This guide covers the technical architecture and end-user usage for the Python-based observability components.

1. System Architecture
- High-Level Data Flow
- Technical Sequence
2. End-User Usage Guide
3. Implementation Call Chain

1. System Architecture

High-Level Data Flow

This diagram illustrates the lifecycle of a span from application capture to background enrichment.

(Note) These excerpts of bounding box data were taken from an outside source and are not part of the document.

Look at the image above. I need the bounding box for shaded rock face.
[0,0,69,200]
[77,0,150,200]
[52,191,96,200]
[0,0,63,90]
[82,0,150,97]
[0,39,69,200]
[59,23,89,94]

The SDK now includes a REST Management API for remote control and discovery.

┌────────────────┐          ┌──────────────────┐          ┌───────────────────┐
│   User App     │ capture  │ instrumentation  │  queue   │  Cloudflare Queue │
│  (Python/JS)   ├─────────>│      -sdk        ├─────────>│ (span-enrichment) │
└────────────────┘          └─────────┬────────┘          └─────────┬─────────┘
                                      │                             │
                                      │ REST API (8000)             │ trigger
                                      v                             v
┌────────────────┐          ┌──────────────────┐          ┌───────────────────┐
│ Analytics DB   │ storage  │  Remote Control  │ response │  queue-embedding  │
│ (ClickHouse)   │<─────────┤  (Init/Detect)   │<─────────┤      -worker      │
└────────────────┘          └──────────────────┘          └─────────┬─────────┘
                                                                    │
                                                                    │ HTTP call
                                                                    v
                                                          ┌───────────────────┐
                                                          │ Cloudflare AI     │
                                                          │ (Workers AI API)  │
                                                          └───────────────────┘

Technical Sequence

The SDK integrates with OpenTelemetry (OTEL) for standardized telemetry collection.

sequenceDiagram
    autonumber
    participant App as Application
    participant SDK as instrumentation-sdk (REST)
    participant OTEL as OTEL Collector
    participant CFQ as Cloudflare Queue

    Note over App, SDK: Management Phase
    App->>SDK: POST /instrumentation/detect
    SDK-->>App: {provider: "openai", model: "gpt-4"}
    App->>SDK: POST /instrumentation/init

    Note over App, OTEL: Capture Phase
    App->>SDK: @llm_observe()
    SDK->>OTEL: Export Span (OTLP/gRPC)
    SDK->>CFQ: push_to_queue(payload)

2. End-User Usage Guide

The instrumentation-sdk is designed to be developer-friendly, requiring minimal code changes to start capturing observability data.

Installation

pip install instrumentation-sdk

Auto-Instrumentation (Zero-Code Changes)

The fastest way to get observability is to use auto-instrumentation. This patches the underlying HTTP calls of popular LLM clients transparently.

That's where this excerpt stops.